Le cerveau de Linaëlle carburait à toute vitesse. Elle cherchait désespérément un échappatoire, son regard passant de l'estrade aux gradins. Elle sentait l'étoile sur son épaule brûler de magie, mais ne voulait pas l'utiliser alors qu'elle la contrôlait si mal.
- Alors, Linaëlle ?
La jeune fille lui lança un regard noir. En réponse, Kadsuan fit un mouvement du menton et l'un des nobles du premier rang s'effondra, la gorge tranchée par la créature derrière lui.
- Tu porteras le poids de sa mort sur la conscience, mon petit. Dois-je en tuer un deuxième ? l'interrogea-t-elle.
- Non ! s'écria Linaëlle en avançant.
- Ah, tu vois, tu deviens raisonnable, approuva l'Impératrice. Viens me rejoindre, veux-tu ? Et pose ton arme au sol, tu n'en a pas besoin.
Serrant les dents, la jeune fille s'exécuta. L'aura de sa prétendue tante affirmait sa puissance. Même si la jeune fille avait récupéré l'intégralité de sa magie, elle ne pouvait pas faire face à la créature qui possédait le corps de l'Impératrice.
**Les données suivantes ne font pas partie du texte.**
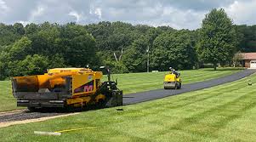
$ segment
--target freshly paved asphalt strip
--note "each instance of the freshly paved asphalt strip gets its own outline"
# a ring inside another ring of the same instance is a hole
[[[211,88],[213,86],[217,86],[217,85],[220,85],[220,84],[224,84],[226,82],[244,78],[254,72],[256,72],[256,70],[247,69],[217,79],[211,79],[204,82],[185,84],[182,85],[181,89],[161,88],[161,89],[156,89],[156,90],[141,92],[141,93],[129,94],[128,95],[123,96],[123,105],[126,105],[136,104],[136,103],[153,100],[156,99],[161,99],[164,97],[168,97],[172,95],[180,94],[186,92]]]
[[[244,70],[242,71],[221,78],[208,80],[200,82],[195,82],[191,84],[182,85],[181,89],[156,89],[151,91],[146,91],[142,93],[129,94],[123,96],[123,105],[136,104],[156,99],[161,99],[168,96],[176,95],[186,92],[196,91],[202,88],[211,88],[213,86],[224,84],[226,82],[233,82],[238,79],[242,79],[253,73],[256,72],[256,70]],[[0,114],[0,124],[4,122],[15,122],[27,119],[35,119],[41,117],[48,117],[53,116],[65,115],[70,112],[63,111],[48,111],[48,109],[45,112],[31,112],[27,110],[19,111],[17,112],[4,112]]]

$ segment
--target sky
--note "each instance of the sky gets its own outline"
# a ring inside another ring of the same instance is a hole
[[[123,21],[194,30],[214,8],[234,24],[256,24],[256,0],[0,0],[0,23]]]

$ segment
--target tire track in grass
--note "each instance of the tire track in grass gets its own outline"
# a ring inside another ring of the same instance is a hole
[[[212,93],[210,95],[208,95],[206,94],[208,92],[211,92],[211,90],[207,90],[207,92],[202,92],[202,93],[196,93],[194,95],[192,96],[188,96],[188,97],[185,97],[185,98],[182,98],[180,99],[178,99],[177,100],[177,103],[174,103],[174,104],[159,104],[159,106],[160,107],[156,107],[155,105],[154,106],[146,106],[146,107],[143,107],[141,110],[157,110],[158,111],[164,111],[167,108],[168,109],[178,109],[178,108],[182,108],[182,107],[185,107],[185,106],[187,106],[187,105],[192,105],[192,104],[196,104],[196,103],[198,103],[198,102],[202,102],[202,101],[204,101],[204,100],[207,100],[207,99],[213,99],[213,98],[218,98],[223,94],[225,94],[225,93],[228,93],[230,92],[230,90],[225,90],[225,91],[222,91],[221,93],[219,93],[219,91],[227,88],[227,87],[235,87],[235,86],[237,86],[237,85],[242,85],[242,84],[244,84],[245,82],[238,82],[238,83],[236,83],[236,84],[230,84],[228,86],[225,86],[225,87],[220,87],[220,88],[218,88],[216,89],[214,89],[214,93]],[[236,88],[235,89],[233,89],[234,91],[236,90],[239,90],[241,88]],[[203,95],[206,95],[206,97],[203,97],[203,98],[200,98]],[[197,99],[198,98],[198,99]],[[183,101],[186,101],[186,100],[190,100],[190,102],[185,102],[184,104],[179,104],[180,102],[183,102]]]
[[[201,122],[202,120],[206,119],[208,116],[211,116],[213,114],[216,115],[216,114],[226,112],[227,108],[231,107],[233,105],[239,105],[239,103],[241,101],[244,105],[243,100],[250,99],[252,97],[252,96],[250,96],[250,94],[253,94],[253,93],[255,94],[256,91],[255,90],[251,91],[251,92],[249,92],[249,94],[242,94],[242,96],[240,96],[231,101],[229,101],[225,104],[216,105],[215,107],[213,107],[208,111],[205,111],[203,112],[200,112],[200,113],[192,115],[189,117],[186,117],[186,118],[178,122],[174,126],[173,126],[171,128],[171,129],[186,130],[192,133],[200,134],[204,137],[213,135],[213,133],[214,133],[219,129],[225,127],[229,122],[233,121],[234,119],[236,119],[236,118],[242,116],[245,113],[246,111],[248,111],[249,109],[255,107],[256,102],[253,101],[252,103],[249,103],[249,105],[247,104],[246,105],[240,108],[239,110],[233,111],[231,115],[227,116],[224,116],[223,117],[219,118],[219,121],[217,122],[211,122],[210,126],[208,126],[208,128],[207,128],[207,129],[196,129],[193,131],[193,130],[189,130],[190,128],[188,128],[191,125],[193,125],[195,127],[195,125],[202,124],[202,122]],[[256,99],[256,98],[255,98],[255,99]],[[200,128],[202,128],[202,127],[200,127]],[[213,136],[217,137],[217,135],[213,135]]]

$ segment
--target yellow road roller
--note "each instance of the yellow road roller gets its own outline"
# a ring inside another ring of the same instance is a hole
[[[164,77],[164,89],[178,89],[181,88],[180,73],[177,72],[174,68],[170,67],[170,72]]]
[[[13,95],[18,106],[34,111],[44,107],[101,107],[122,105],[122,91],[117,82],[101,82],[102,71],[89,68],[55,68],[43,75],[15,77],[12,78]]]

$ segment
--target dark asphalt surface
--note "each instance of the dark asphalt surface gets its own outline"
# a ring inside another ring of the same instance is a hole
[[[203,89],[207,88],[211,88],[213,86],[224,84],[226,82],[233,82],[236,80],[242,79],[246,77],[253,73],[256,72],[256,70],[244,70],[239,71],[237,73],[224,77],[221,78],[208,80],[200,82],[195,82],[191,84],[182,85],[181,89],[168,89],[165,90],[163,88],[156,89],[151,91],[136,93],[136,94],[129,94],[123,96],[123,105],[131,105],[131,104],[137,104],[140,102],[153,100],[156,99],[161,99],[164,97],[168,97],[172,95],[177,95],[186,92],[196,91],[199,89]],[[41,118],[46,116],[59,116],[62,114],[67,114],[68,112],[30,112],[27,110],[24,110],[20,112],[15,113],[6,113],[0,115],[0,122],[14,122],[14,121],[22,121],[26,119],[34,119],[34,118]]]
[[[196,90],[200,90],[207,88],[211,88],[213,86],[224,84],[226,82],[233,82],[244,78],[253,73],[256,72],[256,70],[247,69],[239,71],[237,73],[231,74],[221,78],[211,79],[204,82],[194,82],[191,84],[182,85],[181,89],[156,89],[151,91],[141,92],[130,94],[124,95],[123,105],[136,104],[153,99],[157,99],[164,97],[168,97],[172,95],[177,95],[186,92],[191,92]]]

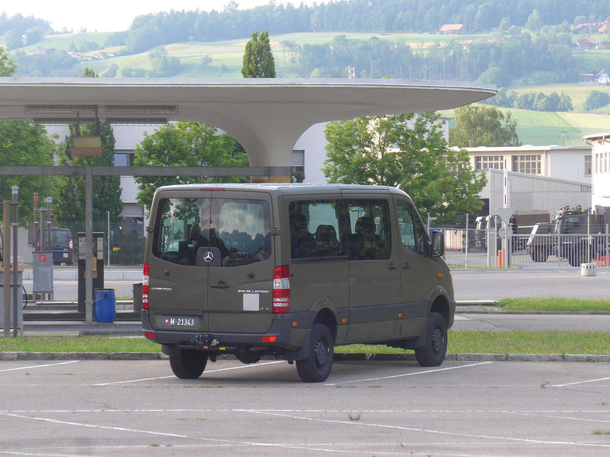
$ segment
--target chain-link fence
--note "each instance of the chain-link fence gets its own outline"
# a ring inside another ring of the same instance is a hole
[[[610,235],[513,235],[506,239],[474,228],[440,228],[451,266],[570,267],[582,263],[610,266]],[[487,235],[495,243],[488,246]]]
[[[74,240],[74,263],[78,259],[78,234],[85,233],[82,221],[63,223]],[[144,261],[144,224],[142,222],[96,222],[92,231],[104,233],[104,263],[112,266],[141,266]]]

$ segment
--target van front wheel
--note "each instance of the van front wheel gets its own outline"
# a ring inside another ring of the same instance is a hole
[[[170,366],[181,379],[196,379],[207,364],[207,354],[194,350],[183,350],[180,355],[170,356]]]
[[[438,313],[428,315],[426,344],[415,350],[415,358],[423,367],[437,367],[445,360],[447,352],[447,324]]]
[[[331,374],[334,359],[331,331],[324,324],[314,324],[309,341],[306,344],[309,346],[309,355],[306,358],[296,361],[296,371],[299,376],[306,383],[326,381]]]

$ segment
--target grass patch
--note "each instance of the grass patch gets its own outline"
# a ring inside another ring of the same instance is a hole
[[[382,345],[351,344],[339,353],[397,354],[412,351]],[[451,354],[610,355],[610,338],[603,332],[449,331]]]
[[[449,353],[610,355],[610,338],[603,332],[449,331]],[[159,352],[143,337],[26,336],[0,338],[0,352]],[[338,353],[411,352],[378,345],[351,344]]]
[[[504,299],[498,307],[506,311],[610,311],[610,300],[576,299]]]

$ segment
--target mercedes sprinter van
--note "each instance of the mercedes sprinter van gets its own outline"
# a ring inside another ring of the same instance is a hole
[[[234,355],[329,376],[334,347],[413,349],[442,363],[455,301],[442,233],[392,187],[203,184],[159,188],[146,227],[142,325],[179,378]]]

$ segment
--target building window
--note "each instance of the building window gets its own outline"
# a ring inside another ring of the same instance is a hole
[[[133,166],[133,151],[115,151],[114,163],[115,166]]]
[[[512,171],[528,174],[540,174],[540,156],[512,156]]]
[[[484,170],[495,168],[497,170],[504,169],[504,156],[503,155],[477,155],[475,157],[475,168]]]
[[[292,167],[293,182],[303,182],[305,179],[305,151],[293,150],[290,165]]]

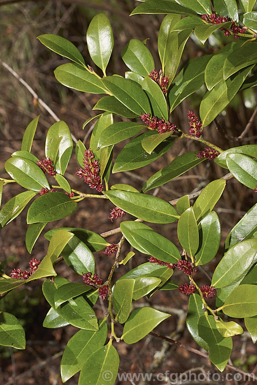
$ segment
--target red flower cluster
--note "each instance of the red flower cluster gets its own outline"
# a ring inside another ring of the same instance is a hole
[[[126,211],[122,210],[121,208],[119,207],[114,207],[114,208],[111,208],[110,216],[108,217],[108,219],[111,219],[112,222],[113,222],[114,219],[117,219],[119,217],[121,218],[122,216],[125,215]]]
[[[190,135],[193,135],[196,138],[199,138],[203,133],[201,131],[201,127],[203,126],[201,121],[198,120],[198,118],[193,111],[188,111],[188,119],[190,126],[189,133]]]
[[[209,159],[209,160],[212,160],[219,155],[217,150],[214,150],[213,148],[204,148],[203,151],[200,151],[196,155],[197,158],[199,158],[200,159]]]
[[[201,18],[212,24],[220,24],[222,23],[226,23],[226,22],[230,21],[228,17],[224,16],[218,16],[218,15],[216,15],[216,13],[212,13],[211,15],[203,14],[201,15]],[[222,30],[224,30],[224,28],[219,28],[219,29]],[[235,39],[238,39],[239,38],[239,36],[236,34],[237,33],[244,33],[245,32],[244,28],[241,28],[239,26],[236,25],[233,20],[232,21],[230,29],[233,33],[234,34],[234,37]],[[229,30],[224,30],[224,35],[225,36],[230,36],[231,34],[231,33]]]
[[[43,158],[42,161],[38,161],[36,164],[39,166],[44,172],[48,172],[49,175],[55,175],[56,174],[56,171],[52,164],[52,162],[49,158]]]
[[[29,272],[27,270],[23,272],[20,268],[14,268],[10,276],[12,278],[16,278],[16,279],[27,279],[31,274],[33,274],[38,270],[38,267],[40,264],[40,261],[35,259],[35,258],[32,258],[29,263],[30,266]]]
[[[175,131],[176,128],[174,124],[172,124],[170,122],[166,122],[163,118],[159,119],[156,117],[150,118],[150,113],[143,113],[140,118],[150,128],[157,130],[159,133]]]
[[[150,257],[148,260],[151,263],[157,263],[161,266],[167,266],[169,268],[175,268],[176,266],[176,263],[169,263],[168,262],[163,262],[159,259],[155,258],[154,257]]]
[[[99,192],[103,189],[100,176],[99,162],[94,159],[95,155],[89,149],[86,150],[84,154],[83,163],[84,168],[77,170],[76,175],[80,178],[84,178],[84,181],[91,188],[95,188]]]
[[[177,267],[187,275],[191,275],[193,273],[197,272],[196,269],[194,268],[193,265],[190,262],[185,261],[183,259],[180,259],[177,261]]]
[[[187,295],[190,295],[190,294],[193,294],[196,290],[196,287],[194,285],[190,285],[188,283],[184,283],[183,285],[180,285],[178,287],[178,290],[182,293],[182,294],[186,294]]]
[[[105,248],[105,249],[103,252],[105,255],[112,255],[114,254],[118,250],[118,246],[116,243],[111,243],[109,246],[107,246]]]
[[[204,298],[211,298],[216,294],[216,291],[213,286],[204,285],[200,288]]]
[[[167,93],[169,86],[169,78],[167,76],[161,76],[160,80],[160,74],[156,69],[154,69],[150,72],[149,76],[159,84],[162,92],[166,95]]]

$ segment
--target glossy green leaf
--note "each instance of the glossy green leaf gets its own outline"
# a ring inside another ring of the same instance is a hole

Elle grimpa donc sur l'estrade et se posta près de l'Archiduchesse, qui lui lança un regard désolé.
- Regardez si ce n'est pas adorable, ricana Kadsuan. Tu t'inquiètes pour elle, Meriem ? Il ne faut pas, tu sais. Elle a reçu une excellente éducation à Malatir. Et heureusement pour elle, elle a hérité du caractère de son père, pas du tien !
Sa génitrice détourna les yeux, blessée malgré elle par les mots de sa belle-sœur.
- Bien, ma chère nièce, voilà ce que tu vas faire, annonça l'Impératrice. Je compte bien récupérer mon trône que ces vermines voulaient déjà attribuer à un autre. Tu vas donc me prêter main-forte pour effacer la mémoire de tous les gens qui savent ce qu'il s'est passé ici. Oui, je sais tu n'as aucune idée de comment procéder, mais c'est de ton énergie dont j'ai besoin... Évidemment, tu devras ensuite accepter de venir vivre à la Cour Impériale et de servir Manoël quand le temps sera venu. Sinon ta famille va souffrir inutilement. Tu n'aimerais pas être responsable des larmes qui coulent de ces jolis yeux n'est-ce pas ? dit-elle en caressant la joue d'Azra qui pleurait toujours en silence.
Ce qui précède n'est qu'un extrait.